N Engl J Med 1997; 337:350July 31, 1997

Article

To the Editor:

Brugada et al. (March 27 issue)1 reported the mapping of familial atrial fibrillation in three kindreds to a locus on chromosome 10q, but they did not discuss the locus on 10q for dilated cardiomyopathy with mitral-valve prolapse, which they and others have previously described.2 Supraventricular dysrhythmias and dilated cardiomyopathy often segregate within the same family, apparently as a result of variable expression of a single trait.3 Mitral-valve prolapse itself is associated with ventricular and supraventricular dysrhythmias.4 Interestingly, two of the affected family members in the study of familial atrial fibrillation had evidence of ventricular dilatation and systolic dysfunction.
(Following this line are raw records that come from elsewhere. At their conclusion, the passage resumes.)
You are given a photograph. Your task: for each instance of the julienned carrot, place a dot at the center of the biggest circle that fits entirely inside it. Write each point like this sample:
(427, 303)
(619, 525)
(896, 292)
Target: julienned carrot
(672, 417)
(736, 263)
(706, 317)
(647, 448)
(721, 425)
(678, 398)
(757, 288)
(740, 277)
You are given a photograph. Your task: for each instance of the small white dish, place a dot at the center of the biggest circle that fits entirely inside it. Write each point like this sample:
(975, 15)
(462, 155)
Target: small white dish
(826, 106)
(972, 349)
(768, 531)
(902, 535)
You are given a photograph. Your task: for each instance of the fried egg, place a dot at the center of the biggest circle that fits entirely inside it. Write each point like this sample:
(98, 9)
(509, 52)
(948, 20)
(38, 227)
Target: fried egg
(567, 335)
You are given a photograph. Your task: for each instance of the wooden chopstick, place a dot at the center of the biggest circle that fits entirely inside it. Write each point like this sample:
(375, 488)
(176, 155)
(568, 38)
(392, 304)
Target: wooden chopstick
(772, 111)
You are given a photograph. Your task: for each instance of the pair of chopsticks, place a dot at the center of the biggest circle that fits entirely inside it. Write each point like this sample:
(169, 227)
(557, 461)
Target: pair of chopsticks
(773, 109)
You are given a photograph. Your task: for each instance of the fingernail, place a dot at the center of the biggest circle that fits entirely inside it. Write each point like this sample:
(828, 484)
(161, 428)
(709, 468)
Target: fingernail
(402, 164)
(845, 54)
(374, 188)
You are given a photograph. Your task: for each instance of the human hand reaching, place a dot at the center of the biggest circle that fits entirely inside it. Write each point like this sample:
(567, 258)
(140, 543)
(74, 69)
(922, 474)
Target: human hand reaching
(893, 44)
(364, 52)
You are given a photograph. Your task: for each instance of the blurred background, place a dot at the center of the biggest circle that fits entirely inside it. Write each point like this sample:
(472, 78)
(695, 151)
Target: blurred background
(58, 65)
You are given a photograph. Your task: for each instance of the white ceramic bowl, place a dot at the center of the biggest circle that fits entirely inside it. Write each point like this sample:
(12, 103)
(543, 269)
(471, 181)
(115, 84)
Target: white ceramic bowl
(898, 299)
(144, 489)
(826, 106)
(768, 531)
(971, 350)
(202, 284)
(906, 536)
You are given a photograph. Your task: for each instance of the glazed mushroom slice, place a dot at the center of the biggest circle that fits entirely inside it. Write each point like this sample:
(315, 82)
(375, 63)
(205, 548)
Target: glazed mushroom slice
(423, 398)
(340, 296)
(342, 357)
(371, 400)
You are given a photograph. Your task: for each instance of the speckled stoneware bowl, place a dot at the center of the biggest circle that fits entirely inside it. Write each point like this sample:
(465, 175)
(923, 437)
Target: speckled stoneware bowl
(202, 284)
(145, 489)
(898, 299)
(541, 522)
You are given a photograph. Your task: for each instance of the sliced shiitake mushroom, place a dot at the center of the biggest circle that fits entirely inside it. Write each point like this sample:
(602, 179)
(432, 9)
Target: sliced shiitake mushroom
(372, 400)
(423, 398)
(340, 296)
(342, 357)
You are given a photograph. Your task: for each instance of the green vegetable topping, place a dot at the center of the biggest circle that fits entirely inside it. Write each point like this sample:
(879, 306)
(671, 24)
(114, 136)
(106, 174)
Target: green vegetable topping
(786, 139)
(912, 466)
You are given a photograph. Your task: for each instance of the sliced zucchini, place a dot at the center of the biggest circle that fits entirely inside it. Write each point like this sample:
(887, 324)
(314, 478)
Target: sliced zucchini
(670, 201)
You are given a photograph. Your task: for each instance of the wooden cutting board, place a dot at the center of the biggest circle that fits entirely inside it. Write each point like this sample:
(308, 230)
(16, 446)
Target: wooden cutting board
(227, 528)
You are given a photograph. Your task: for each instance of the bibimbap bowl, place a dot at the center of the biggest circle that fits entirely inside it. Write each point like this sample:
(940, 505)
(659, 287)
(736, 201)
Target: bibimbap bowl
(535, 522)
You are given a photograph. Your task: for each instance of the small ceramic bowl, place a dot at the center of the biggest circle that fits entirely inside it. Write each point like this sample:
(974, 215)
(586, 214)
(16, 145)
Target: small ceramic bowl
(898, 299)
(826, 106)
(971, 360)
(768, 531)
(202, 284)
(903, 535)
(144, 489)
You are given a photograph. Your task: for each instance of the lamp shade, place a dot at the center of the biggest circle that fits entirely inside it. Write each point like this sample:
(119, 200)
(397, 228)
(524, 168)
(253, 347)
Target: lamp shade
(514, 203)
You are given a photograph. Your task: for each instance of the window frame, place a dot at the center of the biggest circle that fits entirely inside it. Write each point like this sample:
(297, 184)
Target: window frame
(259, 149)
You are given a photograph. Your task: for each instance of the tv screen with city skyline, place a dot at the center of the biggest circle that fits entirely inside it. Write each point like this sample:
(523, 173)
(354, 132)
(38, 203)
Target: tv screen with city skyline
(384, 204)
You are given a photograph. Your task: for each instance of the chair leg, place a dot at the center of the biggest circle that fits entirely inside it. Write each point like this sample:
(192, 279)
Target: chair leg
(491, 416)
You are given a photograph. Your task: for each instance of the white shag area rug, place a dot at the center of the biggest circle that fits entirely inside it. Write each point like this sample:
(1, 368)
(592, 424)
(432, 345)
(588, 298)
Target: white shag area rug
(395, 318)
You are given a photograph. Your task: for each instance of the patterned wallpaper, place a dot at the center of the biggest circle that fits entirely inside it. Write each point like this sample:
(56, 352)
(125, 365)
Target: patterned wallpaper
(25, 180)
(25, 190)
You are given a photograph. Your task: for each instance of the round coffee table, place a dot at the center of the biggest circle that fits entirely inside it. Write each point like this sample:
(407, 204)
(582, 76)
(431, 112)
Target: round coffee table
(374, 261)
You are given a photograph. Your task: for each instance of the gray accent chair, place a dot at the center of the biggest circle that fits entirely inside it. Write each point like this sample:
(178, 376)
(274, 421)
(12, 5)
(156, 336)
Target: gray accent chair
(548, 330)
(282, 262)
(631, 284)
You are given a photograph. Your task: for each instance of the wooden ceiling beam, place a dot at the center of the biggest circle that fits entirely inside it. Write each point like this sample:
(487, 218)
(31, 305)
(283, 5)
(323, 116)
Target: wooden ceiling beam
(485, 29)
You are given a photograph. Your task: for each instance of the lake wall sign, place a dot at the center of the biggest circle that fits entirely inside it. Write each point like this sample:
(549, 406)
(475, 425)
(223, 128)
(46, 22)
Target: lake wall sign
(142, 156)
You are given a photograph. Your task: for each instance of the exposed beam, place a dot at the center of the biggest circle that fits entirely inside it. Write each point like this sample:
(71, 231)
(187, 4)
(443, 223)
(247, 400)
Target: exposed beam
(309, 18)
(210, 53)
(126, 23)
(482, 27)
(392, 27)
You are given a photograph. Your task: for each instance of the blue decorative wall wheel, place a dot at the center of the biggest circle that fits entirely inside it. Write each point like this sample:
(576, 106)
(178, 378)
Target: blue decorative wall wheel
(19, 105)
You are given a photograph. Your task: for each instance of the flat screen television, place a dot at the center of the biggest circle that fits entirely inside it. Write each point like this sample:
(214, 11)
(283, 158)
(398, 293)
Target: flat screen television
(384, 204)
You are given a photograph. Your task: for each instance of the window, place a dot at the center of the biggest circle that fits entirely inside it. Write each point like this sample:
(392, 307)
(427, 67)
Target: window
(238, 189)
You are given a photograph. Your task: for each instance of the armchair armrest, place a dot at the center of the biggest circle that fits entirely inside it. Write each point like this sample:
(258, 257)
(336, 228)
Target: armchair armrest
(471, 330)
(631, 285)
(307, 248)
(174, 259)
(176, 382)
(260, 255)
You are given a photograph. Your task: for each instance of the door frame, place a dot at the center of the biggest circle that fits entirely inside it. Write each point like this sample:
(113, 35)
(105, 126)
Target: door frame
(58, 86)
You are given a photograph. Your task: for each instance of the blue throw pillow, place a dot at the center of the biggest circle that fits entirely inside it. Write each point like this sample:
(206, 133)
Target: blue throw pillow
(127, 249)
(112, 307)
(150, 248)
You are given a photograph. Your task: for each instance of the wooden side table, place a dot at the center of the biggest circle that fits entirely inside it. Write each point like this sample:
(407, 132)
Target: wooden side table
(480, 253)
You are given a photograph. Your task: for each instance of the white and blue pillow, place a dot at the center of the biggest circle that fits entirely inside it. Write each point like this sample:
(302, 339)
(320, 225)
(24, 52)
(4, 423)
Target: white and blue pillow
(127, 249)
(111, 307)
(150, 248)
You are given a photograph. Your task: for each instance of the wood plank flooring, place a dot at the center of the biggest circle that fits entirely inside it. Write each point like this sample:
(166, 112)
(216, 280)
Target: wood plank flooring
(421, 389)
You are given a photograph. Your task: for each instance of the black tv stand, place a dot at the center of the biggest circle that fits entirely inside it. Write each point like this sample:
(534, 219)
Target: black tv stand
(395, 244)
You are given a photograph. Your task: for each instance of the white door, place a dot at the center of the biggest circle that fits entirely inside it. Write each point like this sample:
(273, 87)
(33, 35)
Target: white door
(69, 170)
Many clinical entities in cardiovascular disease are so heterogeneous that they confound investigation. It would be central to the message of this paper to know whether or not the loci for atrial fibrillation and dilated cardiomyopathy are genetically distinct. In addition, was there any clinical information — for example, from endomyocardial biopsy — to link the two phenotypes? Clinical genetics and molecular genetics offer at least some insight into the inadequacies of current nosology.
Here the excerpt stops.